Researchers and developers are increasingly invoking multiple LLM calls in a compound AI system to solve complex tasks. But which LLM should one select for each call?
LLMSELECTOR is a framework that automatically optimizes model selection for compound AI systems!
TLDR: You only need to design your compound system's workflow, and selecting which LLM to use is on LLMSELECTOR.
Figure 1: Comparison of using any fixed model and LLMSELECTOR for different compound AI systems. We find that, perhaps surprisingly, allocating different models to different modules can improve the overall performance by 5-70%.
Compound AI systems that involve multiple LLM calls are widely studied and developed in academy and industry. But does calling different LLMs in these systems make a difference? As suggested in Figure 1, the difference can be significant, and no LLM is the universally best choice. This leads to an important question: which LLM should be selected for each call in a compound system? The search space is exponential and exhaustive search is cumbersome.
LLMSELECTOR automates LLM selection in compound AI systems.

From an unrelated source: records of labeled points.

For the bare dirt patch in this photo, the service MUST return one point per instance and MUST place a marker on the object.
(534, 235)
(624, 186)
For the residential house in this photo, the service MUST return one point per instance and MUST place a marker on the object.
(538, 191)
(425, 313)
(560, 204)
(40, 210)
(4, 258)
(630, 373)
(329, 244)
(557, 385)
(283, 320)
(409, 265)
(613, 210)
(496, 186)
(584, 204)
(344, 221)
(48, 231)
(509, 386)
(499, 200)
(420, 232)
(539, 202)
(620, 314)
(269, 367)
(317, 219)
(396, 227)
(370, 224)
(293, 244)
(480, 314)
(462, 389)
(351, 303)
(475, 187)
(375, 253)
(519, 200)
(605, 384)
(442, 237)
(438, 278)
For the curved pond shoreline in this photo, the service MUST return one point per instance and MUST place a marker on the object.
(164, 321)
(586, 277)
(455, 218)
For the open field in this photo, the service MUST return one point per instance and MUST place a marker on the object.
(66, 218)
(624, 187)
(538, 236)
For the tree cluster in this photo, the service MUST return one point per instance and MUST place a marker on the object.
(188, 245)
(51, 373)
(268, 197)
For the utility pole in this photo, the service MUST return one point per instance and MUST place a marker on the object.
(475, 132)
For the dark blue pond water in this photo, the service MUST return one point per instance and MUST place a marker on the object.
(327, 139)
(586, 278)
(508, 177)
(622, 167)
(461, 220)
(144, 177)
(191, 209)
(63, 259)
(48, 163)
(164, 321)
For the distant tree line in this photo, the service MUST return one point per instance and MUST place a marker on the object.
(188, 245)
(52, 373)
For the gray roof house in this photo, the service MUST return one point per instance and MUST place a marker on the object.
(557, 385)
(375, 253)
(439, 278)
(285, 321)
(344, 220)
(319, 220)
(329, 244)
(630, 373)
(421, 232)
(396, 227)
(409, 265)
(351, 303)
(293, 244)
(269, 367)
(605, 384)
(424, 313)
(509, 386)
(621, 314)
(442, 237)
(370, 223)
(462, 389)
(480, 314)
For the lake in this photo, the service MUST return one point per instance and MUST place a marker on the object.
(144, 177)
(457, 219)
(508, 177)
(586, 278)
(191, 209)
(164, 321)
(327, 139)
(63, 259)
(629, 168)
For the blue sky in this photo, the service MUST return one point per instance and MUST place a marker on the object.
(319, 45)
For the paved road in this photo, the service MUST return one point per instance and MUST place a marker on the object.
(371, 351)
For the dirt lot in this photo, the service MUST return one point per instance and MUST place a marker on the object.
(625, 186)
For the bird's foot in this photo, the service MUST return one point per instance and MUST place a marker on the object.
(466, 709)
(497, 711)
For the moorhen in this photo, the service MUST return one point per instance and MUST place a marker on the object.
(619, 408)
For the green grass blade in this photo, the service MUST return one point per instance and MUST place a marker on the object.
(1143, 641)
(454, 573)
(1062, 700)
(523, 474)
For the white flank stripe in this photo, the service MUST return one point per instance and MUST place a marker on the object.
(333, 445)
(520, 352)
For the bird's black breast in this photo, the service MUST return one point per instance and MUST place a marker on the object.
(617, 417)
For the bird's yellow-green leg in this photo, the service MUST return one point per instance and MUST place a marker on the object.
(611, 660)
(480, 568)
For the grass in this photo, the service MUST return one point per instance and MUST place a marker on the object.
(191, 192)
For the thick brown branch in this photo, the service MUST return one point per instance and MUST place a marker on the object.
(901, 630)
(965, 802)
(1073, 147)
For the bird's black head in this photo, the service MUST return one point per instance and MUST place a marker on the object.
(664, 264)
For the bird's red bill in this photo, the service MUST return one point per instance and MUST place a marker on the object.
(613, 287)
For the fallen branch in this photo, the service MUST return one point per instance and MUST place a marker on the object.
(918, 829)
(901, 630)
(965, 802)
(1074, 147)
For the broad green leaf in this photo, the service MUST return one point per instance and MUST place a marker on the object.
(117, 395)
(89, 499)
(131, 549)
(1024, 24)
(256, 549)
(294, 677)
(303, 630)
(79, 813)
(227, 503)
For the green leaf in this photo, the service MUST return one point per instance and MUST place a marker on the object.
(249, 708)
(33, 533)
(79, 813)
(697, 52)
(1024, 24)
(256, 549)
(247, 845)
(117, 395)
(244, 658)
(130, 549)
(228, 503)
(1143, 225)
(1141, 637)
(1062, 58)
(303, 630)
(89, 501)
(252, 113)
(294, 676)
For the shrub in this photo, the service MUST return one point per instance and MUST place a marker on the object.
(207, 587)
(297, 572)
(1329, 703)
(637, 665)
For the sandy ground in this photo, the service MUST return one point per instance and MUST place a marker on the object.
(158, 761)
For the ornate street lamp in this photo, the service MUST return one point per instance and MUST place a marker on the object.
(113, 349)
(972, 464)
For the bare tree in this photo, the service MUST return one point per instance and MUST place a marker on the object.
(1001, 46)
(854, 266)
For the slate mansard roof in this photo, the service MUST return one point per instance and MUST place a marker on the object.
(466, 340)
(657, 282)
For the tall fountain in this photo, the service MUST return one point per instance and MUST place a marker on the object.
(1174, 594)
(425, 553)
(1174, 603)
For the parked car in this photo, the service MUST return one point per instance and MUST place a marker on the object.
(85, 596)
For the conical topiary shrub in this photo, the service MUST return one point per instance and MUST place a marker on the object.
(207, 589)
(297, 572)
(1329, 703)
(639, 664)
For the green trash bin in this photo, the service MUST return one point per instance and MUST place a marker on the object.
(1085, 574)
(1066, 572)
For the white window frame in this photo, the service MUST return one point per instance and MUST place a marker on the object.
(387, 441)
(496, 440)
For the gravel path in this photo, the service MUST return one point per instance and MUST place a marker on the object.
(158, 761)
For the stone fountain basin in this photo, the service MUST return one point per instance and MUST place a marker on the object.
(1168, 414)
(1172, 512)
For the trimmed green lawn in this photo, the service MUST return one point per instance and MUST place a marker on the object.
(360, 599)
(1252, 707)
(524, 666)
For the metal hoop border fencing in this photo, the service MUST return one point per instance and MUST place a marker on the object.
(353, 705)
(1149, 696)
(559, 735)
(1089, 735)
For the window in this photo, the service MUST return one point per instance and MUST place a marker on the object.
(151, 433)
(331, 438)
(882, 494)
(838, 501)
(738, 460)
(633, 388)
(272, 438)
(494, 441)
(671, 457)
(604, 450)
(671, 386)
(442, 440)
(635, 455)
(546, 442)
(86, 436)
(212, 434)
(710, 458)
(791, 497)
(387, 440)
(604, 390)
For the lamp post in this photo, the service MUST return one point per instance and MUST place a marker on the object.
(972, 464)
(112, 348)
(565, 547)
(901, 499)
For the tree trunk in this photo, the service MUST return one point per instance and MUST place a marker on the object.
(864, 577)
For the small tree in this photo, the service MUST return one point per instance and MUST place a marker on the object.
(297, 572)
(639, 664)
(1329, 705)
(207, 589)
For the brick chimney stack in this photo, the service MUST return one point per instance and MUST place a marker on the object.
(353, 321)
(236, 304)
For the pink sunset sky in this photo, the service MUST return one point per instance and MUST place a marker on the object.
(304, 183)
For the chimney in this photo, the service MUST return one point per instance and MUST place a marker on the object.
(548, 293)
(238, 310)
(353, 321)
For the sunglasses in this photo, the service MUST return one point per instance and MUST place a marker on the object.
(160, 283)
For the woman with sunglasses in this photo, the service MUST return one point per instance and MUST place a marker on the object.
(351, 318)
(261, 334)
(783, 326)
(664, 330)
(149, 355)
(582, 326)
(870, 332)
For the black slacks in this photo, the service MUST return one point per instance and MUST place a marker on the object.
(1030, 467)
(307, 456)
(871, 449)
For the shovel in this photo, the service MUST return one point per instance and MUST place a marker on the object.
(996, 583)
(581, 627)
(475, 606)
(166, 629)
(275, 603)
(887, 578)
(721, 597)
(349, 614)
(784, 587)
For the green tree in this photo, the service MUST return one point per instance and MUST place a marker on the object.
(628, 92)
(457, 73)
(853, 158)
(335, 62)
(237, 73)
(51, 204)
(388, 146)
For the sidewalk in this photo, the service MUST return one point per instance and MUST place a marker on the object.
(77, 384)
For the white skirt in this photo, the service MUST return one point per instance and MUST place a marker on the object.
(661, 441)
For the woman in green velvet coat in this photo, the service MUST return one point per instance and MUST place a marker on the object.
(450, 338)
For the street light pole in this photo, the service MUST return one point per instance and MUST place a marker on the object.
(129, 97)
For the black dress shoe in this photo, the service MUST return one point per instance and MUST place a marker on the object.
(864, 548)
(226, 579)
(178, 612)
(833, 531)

As shown in Figure 1, LLMSELECTOR offers substantial performance gains on popular compound systems (such as self-refine and multi-agent-debate): perhaps surprisingly, it can offer 5-70% performance improvement over using any fixed LLMs for all modules in a compound system.
Here, we provide a tutorial on how to use LLMSELECTOR, including the installation, a few examples, and guidance on how to extend it for customized compound AI systems.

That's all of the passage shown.